Long-Term Survival After Carotid Endarterectomy for Asymptomatic Stenosis
Background and Purpose— Large randomized trials have demonstrated a net benefit of carotid endarterectomy (CEA) for asymptomatic carotid artery stenosis compared with best medical treatment. However, it takes years to overcome the perioperative risk and gain the reduction in stroke or death risk. Long-term survival after CEA for asymptomatic stenosis may be an important consideration in deciding on this prophylactic procedure, but is not well documented. The aim was to analyze long-term survival after CEA for asymptomatic stenosis and the impact of risk factors in a population-based study.
Methods— The Swedish vascular registry (Swedvasc) covers all centers performing CEA. Data on all registered CEAs during 1994 to 2003 were retrieved. All patients were cross-matched with the Population-Registry for accurate data on mortality (date of death). Analyses with Kaplan-Meier curves for survival and relative odds ratio (OR) for predictors of survival were performed.
Results— A total of 6169 CEAs in 5808 patients were registered, with a median time at risk of 5.1 (range, 0.1 to 11.8) years. The indication for CEA was asymptomatic stenosis in 10.8% of the patients. Survival after CEA for asymptomatic stenosis was 78.2% after 5 and 45.5% after 10 years. Previous vascular surgery (OR, 1.8; 1.1 to 3.0), cardiac disease (OR, 1.7; 1.0 to 2.8), diabetes mellitus (OR, 2.3; 1.3 to 4.1), and age (OR, 1.5; 1.1 to 2.1 per 10 years) were predictors of decreased 5-year survival.
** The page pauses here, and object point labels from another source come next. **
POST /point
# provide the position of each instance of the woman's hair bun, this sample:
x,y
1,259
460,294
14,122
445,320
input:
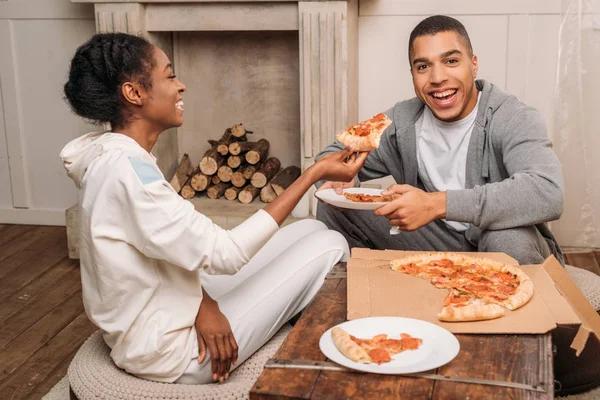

Conclusions— In this population-based study of patients operated on for asymptomatic stenosis, a substantial reduction in long-term survival was observed. Predictors of decreased longevity were age at operation, diabetes, cardiac disease, and previous vascular surgery.
During the past decade carotid endarterectomy (CEA) for asymptomatic stenosis has been the focus for many reports and trials. Large randomized controlled trials have demonstrated a net benefit of CEA in addition to best medical treatment. However, because of the initial increase caused by perioperative events, it takes years to harvest that benefit in stroke or death risk. In the Asymptomatic Carotid Atherosclerosis Study (ACAS), the absolute risk reduction (ARR) for stroke or death after 5 years was estimated at 5.4% and in the Asymptomatic Carotid Surgery Trial (ACST) at 5.9%.1–2 Long-term follow-up after CEA for asymptomatic stenosis is not well-documented,3–4 most reports have not analyzed outcome selectively for different indications.5–7 Some natural history studies of patients with asymptomatic stenosis present risk factors, stroke and survival rates beyond 5 years, but differ in selection of study groups.8–10 The patients included in the majority of these studies often have a mean age of ≈70 years, and although the durability of CEA is good, the overall long-term mortality is also essential in decision-making for this prophylactic procedure. Life expectancy is influenced not only by age but also by gender and comorbidity.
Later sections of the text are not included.